Дверь отворил высокий, широкий в плечах человек, который басом и довольно невнятно пробормотал что-то по-немецки. Видимо, он тоже был турком: его лицо было очень смуглым, что не свойственно даже черноволосым немцам с юга страны. В нос вошедшим ударил жуткий запах капусты, тушенной с бараниной; хуже того — их проводили именно в то помещение, откуда исходил этот самый запах, — в кухню. На покрытом линолеумом полу копошились двое маленьких детишек; старуха с крошечной, как у птички, головкой и курчавыми седыми волосиками судорожными движениями мешала что-то в большом котле. Наверное, их бабушка, решил Том, и, вероятно, немка, потому что на турчанку она явно была не похожа, хотя кто знает... Эрик и волосатый гигант уселись за круглый стол. Пригласили сесть и Тома. Он сделал это без особого энтузиазма, но решил хотя бы развлечь себя тем, чтобы разобрать, о чем говорят Эрик и турок. Что здесь понадобилось Эрику? Немецкий слэнг Эрика и безграмотная мешанина из немецких слов турка составили такое рагу, переварить которое Тому оказалось не по силам. Он лишь понял, что речь шла о количестве чего-то: «Пятнадцать... двадцать три...» — и о ценах: «четыреста марок». Пятнадцать — чего?

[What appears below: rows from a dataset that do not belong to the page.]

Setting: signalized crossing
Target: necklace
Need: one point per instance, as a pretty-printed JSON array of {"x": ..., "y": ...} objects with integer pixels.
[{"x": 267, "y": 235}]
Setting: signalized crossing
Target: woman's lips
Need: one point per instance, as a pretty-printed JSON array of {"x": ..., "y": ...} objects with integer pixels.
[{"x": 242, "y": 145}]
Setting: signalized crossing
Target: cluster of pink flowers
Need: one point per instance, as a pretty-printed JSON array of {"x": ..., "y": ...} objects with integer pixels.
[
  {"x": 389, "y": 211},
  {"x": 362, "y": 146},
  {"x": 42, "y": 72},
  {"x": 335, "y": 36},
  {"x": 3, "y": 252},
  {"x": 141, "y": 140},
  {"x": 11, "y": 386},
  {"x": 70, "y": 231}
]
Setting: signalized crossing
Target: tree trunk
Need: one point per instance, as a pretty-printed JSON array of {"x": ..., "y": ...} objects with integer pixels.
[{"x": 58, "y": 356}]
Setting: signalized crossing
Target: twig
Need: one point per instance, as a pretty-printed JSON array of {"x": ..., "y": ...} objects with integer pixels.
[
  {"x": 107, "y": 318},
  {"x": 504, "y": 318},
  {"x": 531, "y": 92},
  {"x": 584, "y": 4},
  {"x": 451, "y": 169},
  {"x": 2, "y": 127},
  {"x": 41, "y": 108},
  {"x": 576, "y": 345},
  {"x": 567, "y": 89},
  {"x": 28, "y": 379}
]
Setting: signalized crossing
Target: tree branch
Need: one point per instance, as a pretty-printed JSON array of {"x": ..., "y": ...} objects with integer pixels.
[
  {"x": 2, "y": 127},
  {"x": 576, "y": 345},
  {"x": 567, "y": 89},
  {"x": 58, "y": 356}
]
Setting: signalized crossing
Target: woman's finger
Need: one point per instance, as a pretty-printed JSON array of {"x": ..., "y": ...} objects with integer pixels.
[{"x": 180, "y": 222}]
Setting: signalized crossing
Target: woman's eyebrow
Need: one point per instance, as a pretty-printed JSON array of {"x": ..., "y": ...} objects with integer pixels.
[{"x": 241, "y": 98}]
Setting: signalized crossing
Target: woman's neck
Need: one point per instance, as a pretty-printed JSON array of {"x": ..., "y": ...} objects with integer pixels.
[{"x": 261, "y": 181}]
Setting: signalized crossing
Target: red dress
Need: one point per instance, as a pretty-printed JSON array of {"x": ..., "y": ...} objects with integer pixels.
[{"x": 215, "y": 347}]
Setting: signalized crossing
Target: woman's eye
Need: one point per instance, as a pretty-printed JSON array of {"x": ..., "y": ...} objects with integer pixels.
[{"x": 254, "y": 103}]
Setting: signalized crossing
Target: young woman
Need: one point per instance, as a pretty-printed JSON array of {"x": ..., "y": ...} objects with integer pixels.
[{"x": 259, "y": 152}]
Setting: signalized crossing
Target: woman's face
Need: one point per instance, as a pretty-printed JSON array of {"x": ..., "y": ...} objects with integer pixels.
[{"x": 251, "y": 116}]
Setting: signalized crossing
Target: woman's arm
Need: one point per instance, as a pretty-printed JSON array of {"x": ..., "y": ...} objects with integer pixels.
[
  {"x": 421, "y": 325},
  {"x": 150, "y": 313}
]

Тут ему вспомнились слова Эрика о том, что турок выполняет роль посредника между берлинскими адвокатами и пакистанцами, а также выходцами из Восточной Индии, которые желают перебраться на жительство из Восточного сектора в Западный.
— Не нравится мне эта грязная работенка, — сказал Эрик, — но если я не помогу Хаки, он откажется выполнять мои поручения, а они куда важнее для меня, чем все эти вонючие иммигранты, вместе взятые.
Да, вероятно, об этом и идет сейчас речь. Эти иммигранты, которые не умеют писать и читать даже на своем родном языке и не имеют никакой профессии, просто садятся в метро в Восточном Берлине и выходят из него в Западном. Хаки их здесь встречает и связывает с юристами, выправляет им документы на временное проживание под предлогом того, что они бежали с родины по политическим мотивам. Выяснение всех обстоятельств может тянуться годами, и все это время эти люди живут себе припеваючи на пособие, которое они получают за счет западноберлинских налогоплательщиков.
Выходит, Хаки — либо практикующий жулик, либо тоже существует на пособие по безработице, иначе с чего бы ему околачиваться дома в разгар рабочего дня? Возраст у него явно не пенсионный, да и здоров как бык. Его штаны, которые ему явно тесны, особенно в области живота, в талии были перепоясаны бечевкой, несколько пуговиц на ширинке не застегнуто.
Хаки притащил бутыль мутноватой жидкости. Как он объяснил, это была водка домашнего приготовления. «Может, гость предпочитает пиво?» — вежливо осведомился он, и Том, попробовав водку, выбрал пиво. Пиво прибыло в большой, плоской и не очень чистой, налитой до половины бутылке. Хаки на минуту оставил их, и Эрик тут же объяснил, что тот работает на стройке, ко в настоящее время сидит дома.
— Получил производственную травму, — сообщил Эрик. — Он рад попользоваться Arbeitslosenunterstutzung. По-английски это значит...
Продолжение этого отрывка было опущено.